Apenas o taticismo político-partidário poderá justificar que os principais partidos da oposição não sejam capazes de traduzir o sentimento generalizado dos madeirenses perante o que aconteceu numa ação política concreta, na única possível: de total censura perante o inaceitável. Não é compreensível que após um momento com a gravidade daquele que vivemos as lideranças partidárias estejam mais preocupadas com eventuais jogos de sobrevivência atual e futura do que com o estado a que a Madeira chegou.

Bem sei que numa parte da oposição parece persistir o fatalismo de interpretar sempre erradamente o ambiente político e escolher mal - consequência também de quem opta por rodear-se de conselheiros absolutamente incapazes, preocupados apenas com a manutenção do seu único sustento. Só isso justifica que, depois do que aconteceu entre janeiro e março, voltemos a ler quem defende a judicialização e a criminalização do exercício político como solução, quando uma avaliação política séria deveria ser suficiente para existirem consequências claras. Se não agora, quando?
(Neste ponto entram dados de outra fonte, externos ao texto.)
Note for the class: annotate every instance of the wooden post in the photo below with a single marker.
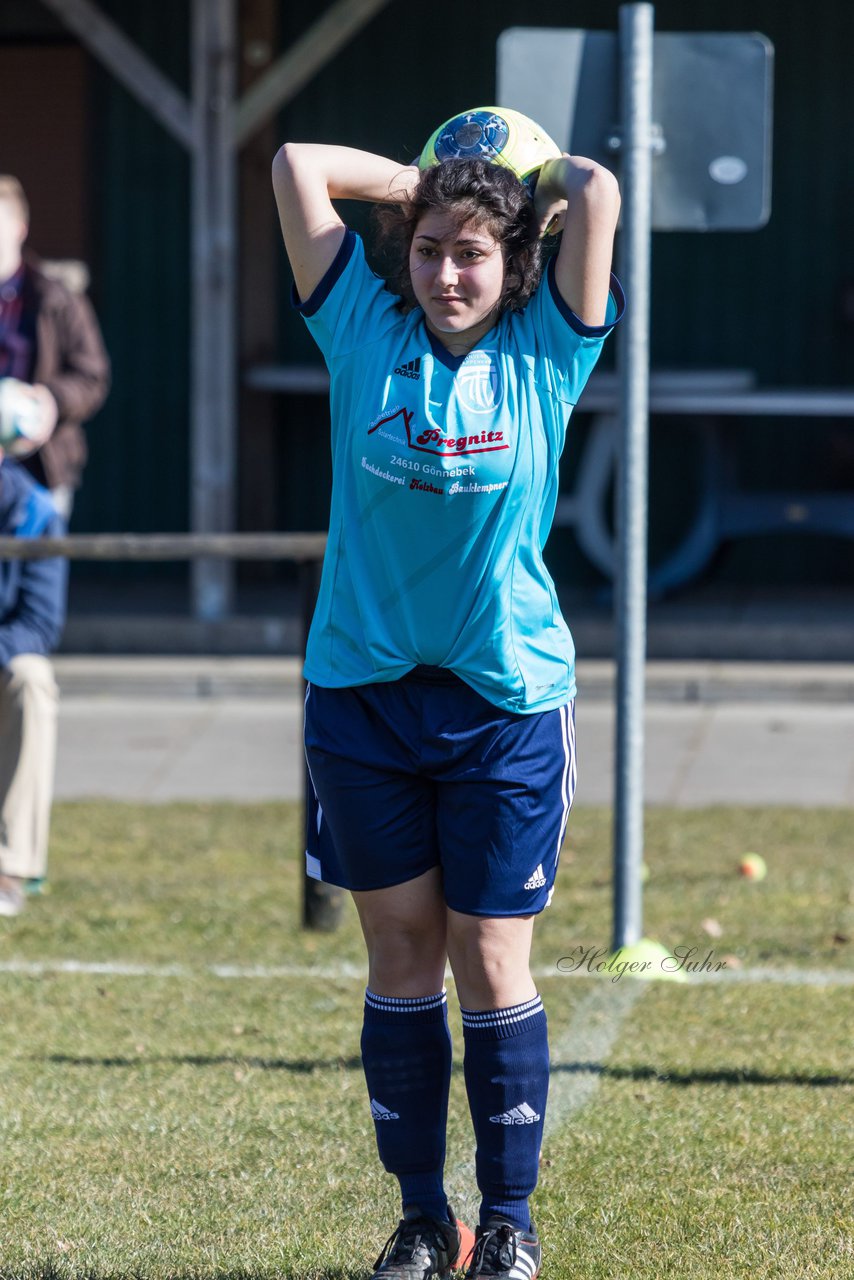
(214, 366)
É possível antecipar o que virá depois: primeiro, a dança do Orçamento, que acabará inevitavelmente aprovado, com as propostas da oposição chumbadas. Mais do mesmo dos últimos 50 anos. Depois, virão as eleições autárquicas, onde na vastíssima maioria dos concelhos a melhor discussão a que assistiremos provavelmente será entre o PSD A e o PSD B, porque na oposição não sobram nem estruturas, nem gente que se atravesse por uma alternativa, apesar do estado a que chegou o PSD. Ou seja, o que virá depois é mais do mesmo fatalismo político e partidário de quem insiste em fazer igual à espera de resultados diferentes.
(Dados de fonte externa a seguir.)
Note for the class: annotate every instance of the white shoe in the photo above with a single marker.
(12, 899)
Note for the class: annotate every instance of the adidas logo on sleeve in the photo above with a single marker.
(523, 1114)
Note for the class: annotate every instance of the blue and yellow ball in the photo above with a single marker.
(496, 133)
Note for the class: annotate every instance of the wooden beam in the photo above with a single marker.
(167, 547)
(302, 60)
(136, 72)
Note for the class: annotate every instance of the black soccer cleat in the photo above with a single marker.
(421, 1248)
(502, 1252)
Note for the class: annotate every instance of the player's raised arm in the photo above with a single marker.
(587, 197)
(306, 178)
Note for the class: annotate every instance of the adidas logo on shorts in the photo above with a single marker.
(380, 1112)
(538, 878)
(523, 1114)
Uma parte muito significativa dos madeirenses percebeu perante os incêndios de agosto que não dá mais: não dá para continuar com este Governo, não dá para esperar mais. A Madeira precisa de uma alternativa - e precisa já, construída por todos aqueles que se interessam mais pela Região e menos pela sua personalidade. Se nada for feito, tudo o que sobrará será novamente a frustração de quem por momentos esperou que alguma coisa mudasse. A consequência da inação será o aprofundar de um sentimento generalizado de que os partidos já não são capazes de interpretar e representar a vontade de todos aqueles que anseiam por uma alternativa capaz de redefinir o caminho da Madeira. Do que está então à espera a oposição para construí-la?
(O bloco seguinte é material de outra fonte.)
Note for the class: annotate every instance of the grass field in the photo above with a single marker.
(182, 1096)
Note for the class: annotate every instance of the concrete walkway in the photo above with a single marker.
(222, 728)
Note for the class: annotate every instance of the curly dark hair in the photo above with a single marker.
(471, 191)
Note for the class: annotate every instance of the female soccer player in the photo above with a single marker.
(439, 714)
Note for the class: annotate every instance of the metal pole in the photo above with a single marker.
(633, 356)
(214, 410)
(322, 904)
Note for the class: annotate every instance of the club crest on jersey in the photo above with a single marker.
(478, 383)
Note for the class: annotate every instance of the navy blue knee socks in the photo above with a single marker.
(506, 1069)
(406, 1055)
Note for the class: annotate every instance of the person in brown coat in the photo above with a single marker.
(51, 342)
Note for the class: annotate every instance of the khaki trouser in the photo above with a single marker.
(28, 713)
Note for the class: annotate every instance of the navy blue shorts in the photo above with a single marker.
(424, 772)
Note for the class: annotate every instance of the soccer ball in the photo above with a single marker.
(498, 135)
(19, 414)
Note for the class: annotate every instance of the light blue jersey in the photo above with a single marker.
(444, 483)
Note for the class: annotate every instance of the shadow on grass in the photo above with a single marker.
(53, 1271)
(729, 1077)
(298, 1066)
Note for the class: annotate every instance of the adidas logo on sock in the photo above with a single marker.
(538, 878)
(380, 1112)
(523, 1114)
P.S. Já depois de escrever este artigo, fui confrontado com a guerra instalada na Assembleia entre PS e JPP para ver quem é, afinal, o verdadeiro pai das audições e comissões. Um episódio lamentável, que nos deixa incrédulos e reconfirma o óbvio: com o PSD a definhar, a oposição anda outra vez entretida com o acessório. Pobre Madeira: pior sorte era impossível. Im-pos-sí-vel.